SACRAMENTO, Calif., Dec. 8, 2025 /PRNewswire/ -- At today's business meeting of the California Energy Commission (CEC), advocates expressed outrage at the oil industry's stonewalling of reform and the findings of the 2024 annual report on gasoline market conditions that Californians have overpaid $59 billion at the pump over the last decade. Public interest advocates urged the CEC to deliver a minimum inventory rule ASAP and called the decision at the gubernatorial and regulatory level to set aside a price-gouging penalty for this behavior misguided.
"The oil industry is solely motivated by their own profits and therefore do not have the needs of Californians in mind, so they are not negotiating in good faith, and they have no incentive while ratcheting down their own operations to phase out fossil fuel use," said Ilonka Zlatar, an organizer for Oil & Gas Network.
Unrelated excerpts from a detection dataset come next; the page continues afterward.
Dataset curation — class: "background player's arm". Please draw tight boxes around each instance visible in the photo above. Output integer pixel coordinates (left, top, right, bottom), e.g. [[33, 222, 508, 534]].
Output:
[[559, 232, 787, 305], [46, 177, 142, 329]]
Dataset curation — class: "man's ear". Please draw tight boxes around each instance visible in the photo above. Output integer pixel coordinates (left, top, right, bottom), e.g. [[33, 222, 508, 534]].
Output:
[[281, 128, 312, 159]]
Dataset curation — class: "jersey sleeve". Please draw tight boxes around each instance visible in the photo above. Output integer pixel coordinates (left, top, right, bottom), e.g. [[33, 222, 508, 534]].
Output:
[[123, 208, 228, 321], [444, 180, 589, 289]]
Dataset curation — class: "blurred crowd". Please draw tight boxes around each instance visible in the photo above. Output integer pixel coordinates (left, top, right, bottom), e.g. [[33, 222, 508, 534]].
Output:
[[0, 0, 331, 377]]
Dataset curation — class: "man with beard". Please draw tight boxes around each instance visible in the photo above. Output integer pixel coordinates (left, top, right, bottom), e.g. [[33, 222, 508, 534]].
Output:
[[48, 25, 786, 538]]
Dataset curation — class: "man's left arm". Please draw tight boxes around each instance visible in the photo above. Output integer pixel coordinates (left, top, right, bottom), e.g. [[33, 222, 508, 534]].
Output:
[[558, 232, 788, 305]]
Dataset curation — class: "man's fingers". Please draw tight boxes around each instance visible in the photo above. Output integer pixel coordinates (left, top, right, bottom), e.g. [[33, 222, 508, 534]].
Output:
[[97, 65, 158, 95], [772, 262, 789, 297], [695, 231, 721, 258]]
She supports enacting a minimum inventory rule for an oligopoly of refiners controlling nearly the entire gasoline market in California and reconsideration of a price-gouging penalty.
"An overcharge of $59 billion dollars amounts to almost $1,500 for every man, woman and child in California and that's crazy," she said.
Other advocates for organizations, including the Center for Biological Diversity, The Climate Center, and Union of Concerned Scientists, echoed many of the same points.
The Division of Petroleum Oversight reiterated findings it had released in October from its 2024 annual report reviewing gasoline market conditions and providing California gas price analysis. Varsha Sarveshwar, Deputy Director for Policy at the Division of Petroleum Market Oversight at the CEC, said that Californians had overpaid for gas at the pump, costing consumers a cumulative $59 billion over the last decade.
"Retail prices for branded gasoline are on a significant upswing from the rest of the U.S.," she said. "Between 2015 and 2025, the difference between the average branded and unbranded prices in California …have gone from about 20 cents per gallon to 31 cents per gallon and that is just the average." Consumers often see an even bigger difference, she added. "In contrast, during the same period, the difference between branded and unbranded prices in the rest of the U.S. was virtually unchanged at 7 to 8 cents per gallon."
The October report also found refining margins at branded gasoline stations were much greater than at unbranded stations over the last decade – 75 cents per gallon vs 41 cents per gallon. This shows vertically integrated refiners, such as Chevron and Marathon, have used their market power to jack up rates at branded stations. Four refiners will soon control 98 percent of California's refining market, the most consolidated market in the US.